Allow merge integrity checks to be aborted sooner#16086
Conversation
This change introduces a merge AbortChecker that is threaded through MergeState into StoredFieldsReader.checkIntegrity and CodecUtil.checksumEntireFile, allowing long-running integrity checks like in apache#13354 to be aborted sooner after a merge is aborted. It is enabled via IndexWriterConfig.setMergeAbortCheckIntervalBytes, which indicate a number of bytes to read during checksumming before checking if the corresponding merge has been aborted. Only stored fields are wired up but other files like postings and doc values could benefit from the same treatment in a follow-up. Having MergeState expose the AbortChecker.checkAborted method can also be useful to other merging logic I think.
romseygeek
left a comment
There was a problem hiding this comment.
Thanks @tlrx, this looks great. I left a couple of comments.
| } | ||
| } | ||
|
|
||
| final MergePolicy.AbortChecker mergeAbortChecker; |
There was a problem hiding this comment.
Maybe add a factory method that takes a OneMerge and a check interval and returns NO_OP if the interval is 0?
There was a problem hiding this comment.
Good suggestion, I added MergePolicy.AbortChecker.create() in 227c021.
|
|
||
| /** Checks if the merge should be aborted, throwing MergeAbortedException if so. */ | ||
| public void checkAborted() throws MergeAbortedException { | ||
| oneMerge.checkAborted(); |
There was a problem hiding this comment.
This will throw an NPE if it's called on NO_OP which I think is trappy.
|
Related: #13354 |
| private final OneMerge oneMerge; | ||
| private final int abortCheckIntervalBytes; | ||
|
|
||
| public AbortChecker(OneMerge oneMerge, int abortCheckIntervalBytes) { |
There was a problem hiding this comment.
Let's make this private and do all construction via the factory method.
mikemccand
left a comment
There was a problem hiding this comment.
I don't like that we need a whole new class/interface, touching so many existing classes, for this. If it's just a "check every N bytes" why not implement that more directly -- store that int/long somewhere and fix checkIntegrity.

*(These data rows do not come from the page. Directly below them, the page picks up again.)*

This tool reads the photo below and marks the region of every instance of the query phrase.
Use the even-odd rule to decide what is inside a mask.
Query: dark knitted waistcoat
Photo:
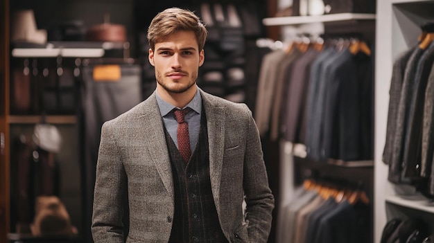
[[[205,112],[199,139],[186,163],[166,131],[173,186],[175,214],[169,242],[227,242],[221,230],[209,179],[208,133]]]

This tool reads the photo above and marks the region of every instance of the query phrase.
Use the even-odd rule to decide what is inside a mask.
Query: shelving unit
[[[42,47],[15,47],[13,57],[102,57],[107,51],[128,49],[128,42],[53,42]]]

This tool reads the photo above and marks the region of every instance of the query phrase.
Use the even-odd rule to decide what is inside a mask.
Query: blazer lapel
[[[167,150],[164,128],[155,92],[144,102],[144,107],[145,109],[141,116],[144,123],[142,132],[144,137],[148,138],[146,143],[149,147],[148,152],[155,164],[164,187],[173,197],[173,183],[170,157]]]
[[[209,150],[209,176],[211,187],[217,211],[220,213],[220,185],[225,148],[225,109],[210,100],[208,94],[200,91],[207,116]]]

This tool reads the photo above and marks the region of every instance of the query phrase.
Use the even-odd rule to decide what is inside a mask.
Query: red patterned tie
[[[189,108],[175,110],[175,118],[177,121],[177,147],[180,153],[186,162],[190,160],[190,138],[189,136],[189,125],[184,120],[184,116],[189,112]]]

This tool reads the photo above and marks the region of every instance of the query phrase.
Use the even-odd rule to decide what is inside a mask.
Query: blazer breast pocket
[[[239,145],[233,145],[233,146],[229,146],[229,147],[227,147],[227,148],[225,149],[225,152],[229,152],[229,151],[236,150],[239,147],[240,147]]]

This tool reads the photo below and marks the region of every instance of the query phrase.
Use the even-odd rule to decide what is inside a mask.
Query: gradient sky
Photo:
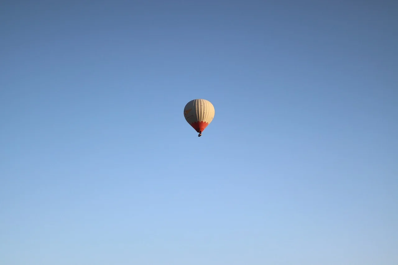
[[[0,264],[398,264],[397,1],[6,0],[0,30]]]

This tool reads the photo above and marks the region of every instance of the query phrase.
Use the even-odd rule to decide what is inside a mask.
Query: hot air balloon
[[[185,120],[202,136],[204,131],[214,117],[214,107],[210,101],[198,99],[191,100],[184,108]]]

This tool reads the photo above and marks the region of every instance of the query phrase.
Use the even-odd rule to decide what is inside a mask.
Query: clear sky
[[[2,1],[0,264],[398,264],[397,10]]]

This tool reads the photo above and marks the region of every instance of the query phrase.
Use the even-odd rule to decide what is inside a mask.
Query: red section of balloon
[[[191,124],[191,126],[196,130],[196,131],[198,132],[203,132],[208,125],[209,123],[205,121],[200,121],[199,122],[195,121]]]

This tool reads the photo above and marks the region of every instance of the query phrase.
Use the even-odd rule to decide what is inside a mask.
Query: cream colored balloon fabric
[[[184,108],[185,120],[198,132],[203,132],[211,122],[215,113],[213,104],[206,99],[191,100]]]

I'm also not a fan of only doing stored fields -- other Lucene index files can be ginormous (vectors) -- can we impl for those as well? Or if it really must only be stored fields, let's confess so in the docs for this?
Finally, I'm not convinced we understand the root cause here, so I think we may be fixing a "not actually a problem". At Amazon we've also seen some evidence that merge abort was insanely slow, but somehow never followed up on it / got to root cause. Can we first spend some time back on the issue doing that? For example, is there maybe a bug that's turned off the entire abort checking best effort system? (It is similar to Thread.interrupt best effort checking, but hopefully better!).
It's hard for me to believe checkIntegrity can take minutes on any Lucene index file unless the storage system holding the index is insanely slow. Or, the index is insanely massive. Both are possible :)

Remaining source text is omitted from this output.